Stylistically, Day of the Doctor feels like a romp in the style of previous anniversary stories - and that's attitude to watch it with. With an opening scene straight out of James Bond, Moffat has resisted the temptation to deploy Doctor Who’s Greatest Hits, instead giving the audience a chapter from the Doctor’s extensive back-story that rewards viewers old and new. John Hurt adds a gravitas that has been lacking to the role of the Doctor since the classic series and proves to be an witty foil to the current Doctors. And maybe it’s the party mood, but it was even nice to have David Tennant back briefly.

In an age of spoilers, DotD also proves that Doctor Who still has the capacity to surprise. Whether it is a certain pair of eyebrows appearing from the future, or one of the oldest faces from the past, Doctor Who’s 50th anniversary special cements the series as one that can entertain, unite and still shine as one of Britain’s oldest and brightest cultural icons.image

Gary K (Music reviewer)

Who knows..?" Who. Knows. Or was it "nose"? I reserve the right to read perhaps too much into Tom Baker's handful of lines. Everyone has their Doctor and Tom Baker, handed the role when I was a mere 6, was mine. Perhaps that knowing tapping of conk meant nothing at all. Hey, um, who knows? Let's leave it for others to debate. And while they're at it, let them compute the mind-boggling logistics of this 50 year special. Deconstructing the dizzying plot no doubt requires a knowledge of pure mathematics beyond your average Oxbridge don but we'll leave that to the hand-wringing fanboys, too - once they've worked out, with the introduction of John Hurt's 'Doctor', just many regenerations are left, of course. Doctors here, doctors there, doctor's every... No, to be drawn into the show's maddening internal logic is ill-advised at the best of times. The Day of the Doctor was a blast and a joy for more human reasons, exemplifying as it did the dialogue-driven, character-focused playfulness that is new Who at its best; Smith, Tennant and Hurt trading spiked bon-mots for fun. Plus, it referenced the past with sensitivity and wit. I'm still not entirely sure what Rose was doing in there but, hey! It's Rose! Come on! What else matters? But it was Baker's artfully managed return in that hushed final scene that put your eyes on stalks. Older now, but, oddly, not looking that much older, the voice still rumbles and those eyes stare right into you. And with the Doctor seemingly about to embark on a (series long?) quest that recalls the ambition of the Baker years, The Day of the Doctor managed the past and the future with ease.image

Amy Jones (Ex-TV Editor)

I fell out of love with Doctor Who sometime during series six. The key elements were all there – great Doctor, scary bad guys, funny bits, sad bits etc etc – but they didn’t fit together in the same way. The show went from being something I loved to just something I watched. And then to something I sat in front of whilst playing on my phone, just in case…

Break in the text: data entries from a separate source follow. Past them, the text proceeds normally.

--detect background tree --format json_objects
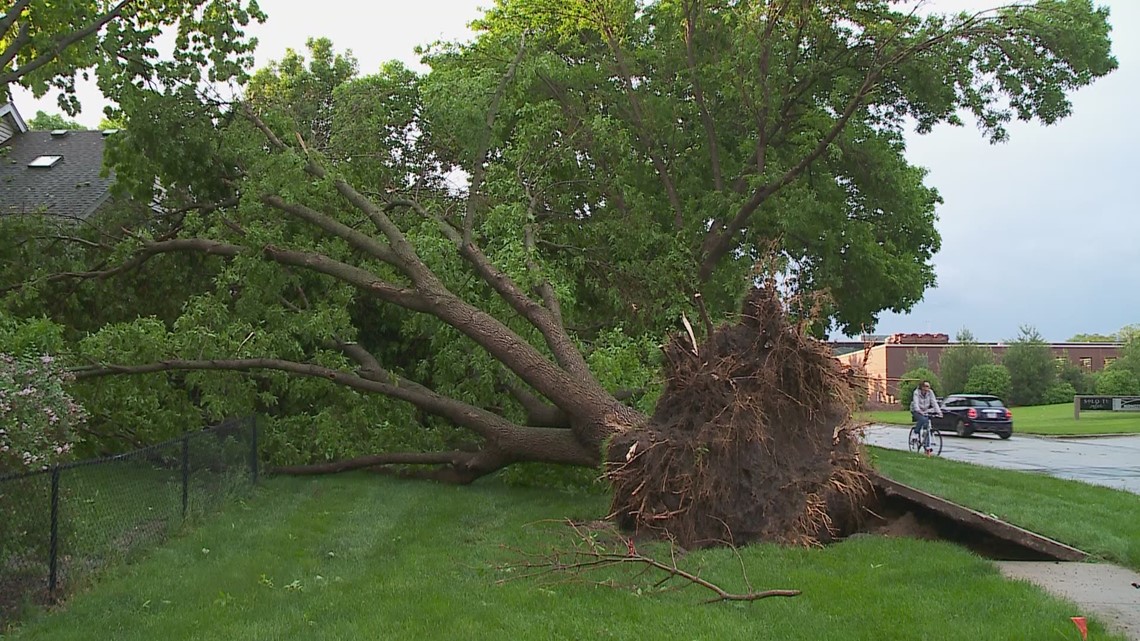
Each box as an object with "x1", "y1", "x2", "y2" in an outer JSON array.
[
  {"x1": 1057, "y1": 351, "x2": 1096, "y2": 393},
  {"x1": 962, "y1": 363, "x2": 1012, "y2": 400},
  {"x1": 1107, "y1": 325, "x2": 1140, "y2": 378},
  {"x1": 1068, "y1": 334, "x2": 1118, "y2": 343},
  {"x1": 0, "y1": 0, "x2": 264, "y2": 115},
  {"x1": 1097, "y1": 370, "x2": 1140, "y2": 396},
  {"x1": 27, "y1": 111, "x2": 87, "y2": 131},
  {"x1": 1002, "y1": 325, "x2": 1057, "y2": 405},
  {"x1": 938, "y1": 328, "x2": 994, "y2": 393}
]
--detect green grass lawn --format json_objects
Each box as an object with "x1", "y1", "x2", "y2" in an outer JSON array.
[
  {"x1": 869, "y1": 447, "x2": 1140, "y2": 570},
  {"x1": 857, "y1": 403, "x2": 1140, "y2": 436},
  {"x1": 0, "y1": 472, "x2": 1121, "y2": 641}
]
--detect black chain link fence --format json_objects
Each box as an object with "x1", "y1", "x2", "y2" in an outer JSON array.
[{"x1": 0, "y1": 417, "x2": 258, "y2": 631}]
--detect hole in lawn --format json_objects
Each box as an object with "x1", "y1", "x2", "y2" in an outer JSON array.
[{"x1": 856, "y1": 492, "x2": 1058, "y2": 561}]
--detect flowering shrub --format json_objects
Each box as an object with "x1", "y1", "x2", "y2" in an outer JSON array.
[{"x1": 0, "y1": 354, "x2": 87, "y2": 474}]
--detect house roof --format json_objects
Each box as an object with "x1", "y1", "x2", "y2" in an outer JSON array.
[{"x1": 0, "y1": 131, "x2": 114, "y2": 219}]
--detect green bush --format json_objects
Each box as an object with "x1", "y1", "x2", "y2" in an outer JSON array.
[
  {"x1": 1002, "y1": 326, "x2": 1057, "y2": 405},
  {"x1": 1097, "y1": 368, "x2": 1140, "y2": 396},
  {"x1": 1044, "y1": 381, "x2": 1077, "y2": 405},
  {"x1": 938, "y1": 330, "x2": 994, "y2": 393},
  {"x1": 1057, "y1": 354, "x2": 1097, "y2": 393},
  {"x1": 966, "y1": 364, "x2": 1012, "y2": 400},
  {"x1": 898, "y1": 367, "x2": 942, "y2": 409}
]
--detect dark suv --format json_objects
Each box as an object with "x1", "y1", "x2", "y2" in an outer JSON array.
[{"x1": 931, "y1": 393, "x2": 1013, "y2": 438}]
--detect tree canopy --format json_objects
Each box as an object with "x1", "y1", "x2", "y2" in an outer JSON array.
[{"x1": 0, "y1": 0, "x2": 264, "y2": 115}]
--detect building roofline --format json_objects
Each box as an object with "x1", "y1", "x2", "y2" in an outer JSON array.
[{"x1": 0, "y1": 100, "x2": 27, "y2": 133}]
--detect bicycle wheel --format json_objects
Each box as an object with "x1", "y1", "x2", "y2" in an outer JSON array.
[
  {"x1": 930, "y1": 428, "x2": 942, "y2": 456},
  {"x1": 906, "y1": 430, "x2": 922, "y2": 454}
]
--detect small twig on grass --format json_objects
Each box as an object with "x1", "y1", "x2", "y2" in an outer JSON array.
[{"x1": 497, "y1": 520, "x2": 800, "y2": 603}]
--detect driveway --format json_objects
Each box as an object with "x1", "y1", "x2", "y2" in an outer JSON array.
[{"x1": 866, "y1": 425, "x2": 1140, "y2": 494}]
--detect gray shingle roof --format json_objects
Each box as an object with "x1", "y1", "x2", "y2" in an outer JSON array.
[{"x1": 0, "y1": 131, "x2": 114, "y2": 219}]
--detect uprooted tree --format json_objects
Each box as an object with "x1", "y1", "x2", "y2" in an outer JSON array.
[{"x1": 0, "y1": 0, "x2": 1115, "y2": 545}]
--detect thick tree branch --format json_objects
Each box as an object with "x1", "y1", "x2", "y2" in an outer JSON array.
[
  {"x1": 388, "y1": 200, "x2": 591, "y2": 376},
  {"x1": 261, "y1": 194, "x2": 402, "y2": 268},
  {"x1": 244, "y1": 105, "x2": 642, "y2": 437},
  {"x1": 503, "y1": 379, "x2": 570, "y2": 428}
]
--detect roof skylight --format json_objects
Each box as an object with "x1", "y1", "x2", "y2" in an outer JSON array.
[{"x1": 27, "y1": 156, "x2": 64, "y2": 169}]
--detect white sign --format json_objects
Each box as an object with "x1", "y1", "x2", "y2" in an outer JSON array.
[{"x1": 1113, "y1": 396, "x2": 1140, "y2": 412}]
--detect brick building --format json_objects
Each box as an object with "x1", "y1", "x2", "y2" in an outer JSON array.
[{"x1": 833, "y1": 334, "x2": 1121, "y2": 404}]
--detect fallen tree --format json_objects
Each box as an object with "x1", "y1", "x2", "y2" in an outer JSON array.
[{"x1": 4, "y1": 0, "x2": 1115, "y2": 545}]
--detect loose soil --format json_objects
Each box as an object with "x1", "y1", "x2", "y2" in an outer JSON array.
[{"x1": 608, "y1": 284, "x2": 872, "y2": 549}]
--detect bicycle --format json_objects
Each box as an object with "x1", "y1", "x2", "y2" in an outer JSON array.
[{"x1": 906, "y1": 419, "x2": 942, "y2": 456}]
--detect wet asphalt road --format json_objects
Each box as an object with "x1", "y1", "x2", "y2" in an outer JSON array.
[{"x1": 866, "y1": 425, "x2": 1140, "y2": 494}]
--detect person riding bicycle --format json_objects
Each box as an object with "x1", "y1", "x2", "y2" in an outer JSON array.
[{"x1": 911, "y1": 381, "x2": 942, "y2": 453}]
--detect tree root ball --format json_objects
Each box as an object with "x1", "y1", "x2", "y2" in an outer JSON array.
[{"x1": 606, "y1": 286, "x2": 873, "y2": 549}]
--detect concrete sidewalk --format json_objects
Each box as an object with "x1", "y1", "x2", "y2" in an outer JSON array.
[
  {"x1": 865, "y1": 425, "x2": 1140, "y2": 494},
  {"x1": 996, "y1": 561, "x2": 1140, "y2": 641}
]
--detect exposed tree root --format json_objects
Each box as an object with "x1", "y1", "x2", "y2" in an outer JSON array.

The 50th Anniversary was my “just in case”. I laughed (“Am I having a midlife crisis?”) and I cried ("You were the Doctor on the day it wasn’t possible to get it right"). I squealed in delight when Tom Baker turned up, and I was so excited I accidentally punched my boyfriend in the face when Peter Capaldi’s eyes flashed onto the screen.

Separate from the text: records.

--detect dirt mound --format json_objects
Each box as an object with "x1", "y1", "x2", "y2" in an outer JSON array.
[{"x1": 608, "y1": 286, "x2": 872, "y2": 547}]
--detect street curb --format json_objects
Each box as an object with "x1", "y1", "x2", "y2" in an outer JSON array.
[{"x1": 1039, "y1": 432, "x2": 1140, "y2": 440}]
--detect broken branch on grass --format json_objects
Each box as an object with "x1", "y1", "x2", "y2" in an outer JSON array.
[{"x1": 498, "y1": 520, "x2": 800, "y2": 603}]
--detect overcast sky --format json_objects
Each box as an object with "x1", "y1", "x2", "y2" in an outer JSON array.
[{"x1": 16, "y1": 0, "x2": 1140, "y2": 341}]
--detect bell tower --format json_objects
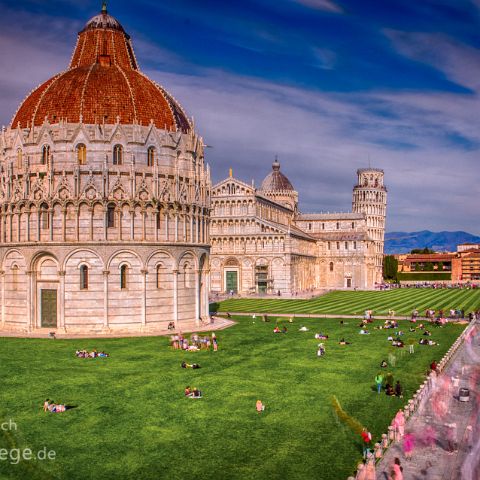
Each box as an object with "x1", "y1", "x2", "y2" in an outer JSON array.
[{"x1": 352, "y1": 168, "x2": 387, "y2": 282}]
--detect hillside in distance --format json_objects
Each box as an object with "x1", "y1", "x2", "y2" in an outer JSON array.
[{"x1": 385, "y1": 230, "x2": 480, "y2": 254}]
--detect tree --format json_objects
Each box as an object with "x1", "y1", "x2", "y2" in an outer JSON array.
[{"x1": 383, "y1": 255, "x2": 398, "y2": 282}]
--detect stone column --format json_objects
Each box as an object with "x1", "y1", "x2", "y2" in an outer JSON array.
[
  {"x1": 140, "y1": 269, "x2": 148, "y2": 331},
  {"x1": 155, "y1": 208, "x2": 162, "y2": 242},
  {"x1": 8, "y1": 212, "x2": 13, "y2": 243},
  {"x1": 130, "y1": 208, "x2": 135, "y2": 240},
  {"x1": 174, "y1": 211, "x2": 178, "y2": 242},
  {"x1": 102, "y1": 270, "x2": 110, "y2": 331},
  {"x1": 25, "y1": 270, "x2": 35, "y2": 332},
  {"x1": 195, "y1": 270, "x2": 202, "y2": 326},
  {"x1": 25, "y1": 210, "x2": 30, "y2": 242},
  {"x1": 74, "y1": 207, "x2": 80, "y2": 242},
  {"x1": 62, "y1": 208, "x2": 67, "y2": 242},
  {"x1": 0, "y1": 270, "x2": 5, "y2": 329},
  {"x1": 88, "y1": 207, "x2": 93, "y2": 240},
  {"x1": 116, "y1": 207, "x2": 123, "y2": 240},
  {"x1": 203, "y1": 269, "x2": 210, "y2": 318},
  {"x1": 48, "y1": 207, "x2": 54, "y2": 242},
  {"x1": 58, "y1": 270, "x2": 66, "y2": 331},
  {"x1": 103, "y1": 205, "x2": 108, "y2": 241},
  {"x1": 172, "y1": 269, "x2": 178, "y2": 328}
]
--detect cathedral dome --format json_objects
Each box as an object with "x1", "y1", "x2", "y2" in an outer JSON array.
[
  {"x1": 261, "y1": 160, "x2": 295, "y2": 192},
  {"x1": 11, "y1": 5, "x2": 190, "y2": 132}
]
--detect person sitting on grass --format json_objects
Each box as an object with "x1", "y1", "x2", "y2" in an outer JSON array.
[
  {"x1": 43, "y1": 400, "x2": 67, "y2": 413},
  {"x1": 182, "y1": 362, "x2": 200, "y2": 370},
  {"x1": 190, "y1": 387, "x2": 202, "y2": 398},
  {"x1": 395, "y1": 380, "x2": 403, "y2": 398}
]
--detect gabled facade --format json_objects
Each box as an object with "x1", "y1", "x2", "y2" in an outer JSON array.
[{"x1": 210, "y1": 161, "x2": 386, "y2": 295}]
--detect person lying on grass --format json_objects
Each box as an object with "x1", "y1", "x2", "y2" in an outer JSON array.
[
  {"x1": 385, "y1": 383, "x2": 395, "y2": 397},
  {"x1": 184, "y1": 387, "x2": 202, "y2": 398},
  {"x1": 75, "y1": 349, "x2": 110, "y2": 358},
  {"x1": 43, "y1": 398, "x2": 67, "y2": 413},
  {"x1": 182, "y1": 362, "x2": 201, "y2": 370}
]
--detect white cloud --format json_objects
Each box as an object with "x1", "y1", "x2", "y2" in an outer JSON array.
[
  {"x1": 293, "y1": 0, "x2": 343, "y2": 13},
  {"x1": 0, "y1": 5, "x2": 480, "y2": 234}
]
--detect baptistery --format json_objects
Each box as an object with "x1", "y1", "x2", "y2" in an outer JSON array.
[{"x1": 0, "y1": 6, "x2": 211, "y2": 333}]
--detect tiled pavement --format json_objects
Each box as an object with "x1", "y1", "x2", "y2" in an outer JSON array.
[{"x1": 377, "y1": 324, "x2": 480, "y2": 480}]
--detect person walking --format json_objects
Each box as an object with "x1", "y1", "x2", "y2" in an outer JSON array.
[
  {"x1": 375, "y1": 372, "x2": 383, "y2": 393},
  {"x1": 360, "y1": 427, "x2": 372, "y2": 459}
]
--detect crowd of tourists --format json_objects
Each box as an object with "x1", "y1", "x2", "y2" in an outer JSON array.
[
  {"x1": 170, "y1": 332, "x2": 218, "y2": 352},
  {"x1": 75, "y1": 349, "x2": 110, "y2": 358}
]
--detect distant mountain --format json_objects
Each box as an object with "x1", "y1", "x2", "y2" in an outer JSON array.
[{"x1": 385, "y1": 230, "x2": 480, "y2": 254}]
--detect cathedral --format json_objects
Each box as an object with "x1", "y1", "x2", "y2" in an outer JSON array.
[
  {"x1": 210, "y1": 161, "x2": 387, "y2": 295},
  {"x1": 0, "y1": 4, "x2": 386, "y2": 334},
  {"x1": 0, "y1": 5, "x2": 211, "y2": 333}
]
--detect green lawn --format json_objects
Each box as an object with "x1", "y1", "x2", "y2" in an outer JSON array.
[
  {"x1": 0, "y1": 316, "x2": 464, "y2": 480},
  {"x1": 210, "y1": 288, "x2": 480, "y2": 316}
]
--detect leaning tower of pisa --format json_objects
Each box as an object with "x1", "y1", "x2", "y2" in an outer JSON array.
[{"x1": 352, "y1": 168, "x2": 387, "y2": 282}]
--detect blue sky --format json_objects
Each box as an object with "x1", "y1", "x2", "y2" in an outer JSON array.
[{"x1": 0, "y1": 0, "x2": 480, "y2": 234}]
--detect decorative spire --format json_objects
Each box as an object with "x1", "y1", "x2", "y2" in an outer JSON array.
[{"x1": 272, "y1": 155, "x2": 280, "y2": 172}]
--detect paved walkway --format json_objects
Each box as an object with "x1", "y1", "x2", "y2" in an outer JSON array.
[
  {"x1": 377, "y1": 323, "x2": 480, "y2": 480},
  {"x1": 0, "y1": 317, "x2": 235, "y2": 339}
]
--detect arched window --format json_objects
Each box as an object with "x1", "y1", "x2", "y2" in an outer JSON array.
[
  {"x1": 41, "y1": 205, "x2": 50, "y2": 230},
  {"x1": 120, "y1": 265, "x2": 128, "y2": 290},
  {"x1": 17, "y1": 148, "x2": 23, "y2": 168},
  {"x1": 80, "y1": 265, "x2": 88, "y2": 290},
  {"x1": 12, "y1": 265, "x2": 18, "y2": 290},
  {"x1": 156, "y1": 264, "x2": 166, "y2": 288},
  {"x1": 107, "y1": 205, "x2": 115, "y2": 228},
  {"x1": 147, "y1": 147, "x2": 155, "y2": 167},
  {"x1": 113, "y1": 145, "x2": 123, "y2": 165},
  {"x1": 41, "y1": 145, "x2": 50, "y2": 165},
  {"x1": 77, "y1": 143, "x2": 87, "y2": 165}
]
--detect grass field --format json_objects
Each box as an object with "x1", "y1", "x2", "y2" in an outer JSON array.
[
  {"x1": 0, "y1": 316, "x2": 464, "y2": 480},
  {"x1": 210, "y1": 288, "x2": 480, "y2": 316}
]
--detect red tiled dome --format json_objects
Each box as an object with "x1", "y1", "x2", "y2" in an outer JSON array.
[
  {"x1": 12, "y1": 8, "x2": 190, "y2": 132},
  {"x1": 261, "y1": 160, "x2": 294, "y2": 192}
]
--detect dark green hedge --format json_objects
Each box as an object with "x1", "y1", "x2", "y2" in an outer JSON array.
[{"x1": 397, "y1": 272, "x2": 452, "y2": 282}]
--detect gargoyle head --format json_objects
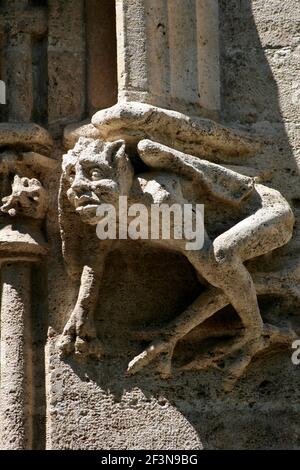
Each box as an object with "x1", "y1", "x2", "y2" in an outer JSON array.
[{"x1": 63, "y1": 138, "x2": 133, "y2": 225}]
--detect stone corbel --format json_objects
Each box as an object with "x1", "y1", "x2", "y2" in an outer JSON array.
[
  {"x1": 60, "y1": 102, "x2": 300, "y2": 389},
  {"x1": 0, "y1": 124, "x2": 56, "y2": 449}
]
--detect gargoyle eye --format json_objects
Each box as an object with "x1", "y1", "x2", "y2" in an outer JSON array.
[{"x1": 90, "y1": 168, "x2": 102, "y2": 181}]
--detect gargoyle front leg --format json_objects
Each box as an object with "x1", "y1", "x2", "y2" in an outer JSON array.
[
  {"x1": 59, "y1": 265, "x2": 103, "y2": 359},
  {"x1": 127, "y1": 287, "x2": 228, "y2": 378}
]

The Day of the Doctor had enough nods to the fans to satisfy us on a big anniversary episode and was enough of a game changer to merit the months of suspense. It had echoes of the first ever episode with the school at the start and nods to the modern fans with Osgood. More than anything else, though, it was a jolly good adventure with a very good man (or three) at its heart. It didn’t just celebrate the past 50 years of Doctor Who – it reminded me why I love them.

The only thing that was a black note for me was the War Doctor. I love John Hurt with all my heart and he did a marvelous job — but it’s obvious that his role was written for Christopher Eccleston, for Nine, and thinking about how wonderful it would have been to have that angry dark storm of a man standing up against Ten and Eleven is almost painful.

But that’s not the fault of anyone involved in the anniversary episode and, for the first time in a long time, I’m actually looking forward to the next episode of Doctor Who.